Thursday, August 20, 1992. An era begins.
The Chicago White Sox are hosting the Texas Rangers at what was still then (and, depending who you ask, is still to this day) called New Comiskey Park. A woman and her brother's grandson are sitting in the two seats she purchased this year in a season ticket package she split with her own two sons. Box 528, row 14, seats 8 and 9.
It was a giveaway night. Free yellow seatwarmers for the first 20,000 fans, although on this night there were probably still 5,000 or so leftovers put back into a storage room at the end of the night. Officially the Sox would sell 2.7 million tickets that year, but everyone knew most of those tickets went unused or were just insurance for scalpers to get playoff tickets in the unlikely event the Sox made the playoffs that year...which they didn't, as usual.
Knuckleballer and South Side cult hero Charlie Hough was on the mound for the Good Guys that night, and Texas rookie/nobody Roger Pavlik was throwing for the Rangers. Pavlik was a so-so starter that year, prone to getting battered by any team he faced - except of course for the Sox. Hough, on the other hand, was having a typical White Sox back-end-of-the-rotation year, showing occasional flashes of brilliance but usually just plodding through enough innings to give up 5 runs. Some nights he was absolutely unhittable out there. Hough would start and enemy batters were left looking like they were swatting at flies up there. Other nights, Hough's game was over before it started.
You can guess which one showed up that night.
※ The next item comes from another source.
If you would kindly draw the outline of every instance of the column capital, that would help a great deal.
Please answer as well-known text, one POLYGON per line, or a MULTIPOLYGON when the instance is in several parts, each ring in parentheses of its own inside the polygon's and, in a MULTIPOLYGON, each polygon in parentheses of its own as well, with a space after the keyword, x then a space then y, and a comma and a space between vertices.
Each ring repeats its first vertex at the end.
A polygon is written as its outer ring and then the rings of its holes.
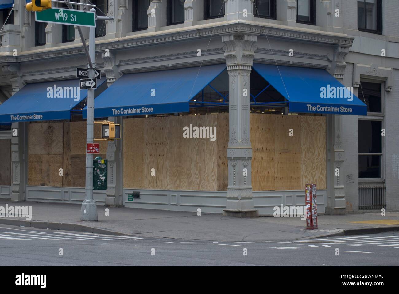
POLYGON ((225 58, 229 69, 243 69, 251 70, 252 66, 257 35, 246 33, 222 35, 222 42, 225 45, 225 58))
After giving up a 2-run homer in the 5th to Texas 1B Rafael Palmeiro, Hough was done. With the Sox already down 5-0, he had officially bombed again that night. He didn't know it, but Hough was starting a fifth-in-the-Sox-rotation tradition that would continue through the years. Javier Vazquez, Scott Schoenewis, Gary Glover, John Snyder, Joe Magrane, Kip Wells: all just carrying on what Hough started.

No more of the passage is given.